The Conservative Party — and free market ideologues — have waged a long war on “safety culture,” insisting it was a nonsensical, incoherent regulation that acted as a drag on every business except no-win/no-fee lawyers, who exploited these rules to victimise poor corporations with punishing lawsuits.
The reality is that the alleged health-and-safety-gone-mad overreach was almost always an urban legend, a rule that didn’t exist and never existed (though it might be cited by a puny martinet of a middle-manager as a way to force their underlings to do their bidding). In their brilliant, beautifully written and beautifully researched 2014 book, In the Interests of Safety, Tracey Brown and Michael Hanlon from Sense about Science showed how tabloids, petty bosses and bureaucrats, and credulous members of the public invented the excesses of “Safety Culture” — while actual health and safety pros soberly and cautiously put forward the rules that stopped us all from dying of food poisoning, defective cars, or in terrible blazes in firetrap buildings.
Likewise, the stories about predatory lawyers and their absurd lawsuits rarely stand up to scrutiny: like that woman who sued McDonald’s because her coffee was too hot — a story so distorted as to be a lie, deliberately twisted by lobbyists and PR people for giant corporations who want to be able to injure their workers and customers with total impunity.
In 2012, then-UK-Prime-Minister David Cameron effected a policy that warmed the hearts of his party grandees and financiers: he said that his government would “abolish or consolidate up to half of all existing regulations” in order to “kill off the health and safety culture for good” because it was an “albatross around the neck of British businesses.”
This wasn’t an aberration: just last year, Tory MPs voted down a rule that would require rented accomodation to be safe and “fit for human habitation.” These MPs were also overwhelmingly landlords who would have had to personally upgrade their income property in order to comply with the rules.
The cladding on the Grenfell Towers was so highly flammable that the health-and-safety rules of most other countries (including the USA) had banned its use. Meanwhile, the health-and-safety rules of most other countries mandate sprinkler systems for high-rise buildings — and no one has ever died due to fire in high-rises with property installed and well-maintained sprinkler systems — but in the UK, this is optional, and Tory ministers spent the week insisting that they couldn’t be sure that sprinkler mandates would be in the cards for the future.
I don’t believe it’s a coincidence that seven years of rule by a party that waged a declared war on safety terminated with a deadly blaze in the wealthiest neighbourhood in the country. This isn’t the whole story: there’s the weaponisation of shelter as an investment vehicle first and a human right as a distant fourth or fifth, the brutal wealth gap that forces people to remain in substandard homes, the sell-off and underinvestment in public housing, the privatisation of management of public housing, and Boris Johnson’s gutting of the fire brigades.

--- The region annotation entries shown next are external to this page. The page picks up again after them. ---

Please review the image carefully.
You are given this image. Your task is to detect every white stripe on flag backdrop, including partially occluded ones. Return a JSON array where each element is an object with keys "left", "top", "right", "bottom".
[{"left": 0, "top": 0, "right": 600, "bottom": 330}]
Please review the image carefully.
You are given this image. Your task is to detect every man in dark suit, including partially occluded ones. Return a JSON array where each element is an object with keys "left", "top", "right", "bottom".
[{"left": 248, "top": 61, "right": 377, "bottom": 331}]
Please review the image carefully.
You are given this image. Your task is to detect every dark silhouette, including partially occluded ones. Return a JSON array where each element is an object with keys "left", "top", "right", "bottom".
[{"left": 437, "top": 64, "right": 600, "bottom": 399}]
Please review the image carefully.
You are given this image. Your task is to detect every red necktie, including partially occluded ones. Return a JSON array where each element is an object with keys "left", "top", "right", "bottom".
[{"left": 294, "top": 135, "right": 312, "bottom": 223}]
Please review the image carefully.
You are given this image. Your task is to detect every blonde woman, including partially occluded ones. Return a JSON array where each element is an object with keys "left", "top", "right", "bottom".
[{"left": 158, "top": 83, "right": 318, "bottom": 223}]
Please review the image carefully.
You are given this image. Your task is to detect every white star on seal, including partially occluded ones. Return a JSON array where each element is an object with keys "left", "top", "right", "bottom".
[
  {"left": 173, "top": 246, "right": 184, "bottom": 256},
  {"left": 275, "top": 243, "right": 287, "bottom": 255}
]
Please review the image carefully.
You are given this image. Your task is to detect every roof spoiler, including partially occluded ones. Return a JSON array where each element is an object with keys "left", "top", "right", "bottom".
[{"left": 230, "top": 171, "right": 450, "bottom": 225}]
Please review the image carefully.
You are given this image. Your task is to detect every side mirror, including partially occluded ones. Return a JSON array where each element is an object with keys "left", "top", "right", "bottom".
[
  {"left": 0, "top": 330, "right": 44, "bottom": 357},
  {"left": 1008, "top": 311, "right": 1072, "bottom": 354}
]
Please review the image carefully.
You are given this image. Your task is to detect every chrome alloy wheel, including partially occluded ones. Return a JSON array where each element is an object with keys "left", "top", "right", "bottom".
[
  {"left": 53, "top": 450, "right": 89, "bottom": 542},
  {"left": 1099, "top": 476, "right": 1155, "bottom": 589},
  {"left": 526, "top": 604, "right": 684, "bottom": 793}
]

But David Cameron’s 2012 pronouncements were party doctrine, an unassailable plank of the Nasty Party — a policy that was adopted by Donald Trump on taking office. It’s the same thinking that poisoned an entire city in Flint, Michigan and that insists that oil must not flow upstream of white settler cities’ water, but that deploys fully militarised shows of force and intelligence operations to force Native Americans to accept oil pipelines upstream of their water.
There will almost certainly be another UK election in the weeks to come, and we owe it to all the people who have been maimed and poisoned and killed by austerity to vote out the plutocrats and their boot-lickers.
Mr Cameron added: “Killing off the health and safety nonsense for good is not something government can do alone. It needs a change in the national mindset.
“We need to realise, collectively, that we cannot eliminate risk and that some accidents are inevitable. We need to take responsibility for our actions and rely on common sense rather than procedure.
“Above all, we need to give British businesses the freedom and discretion they need to grow, create jobs and drive our economy forward.”
TUC general secretary Brendan Barber said: “This shows just how out of touch with the reality of working life Number 10 is.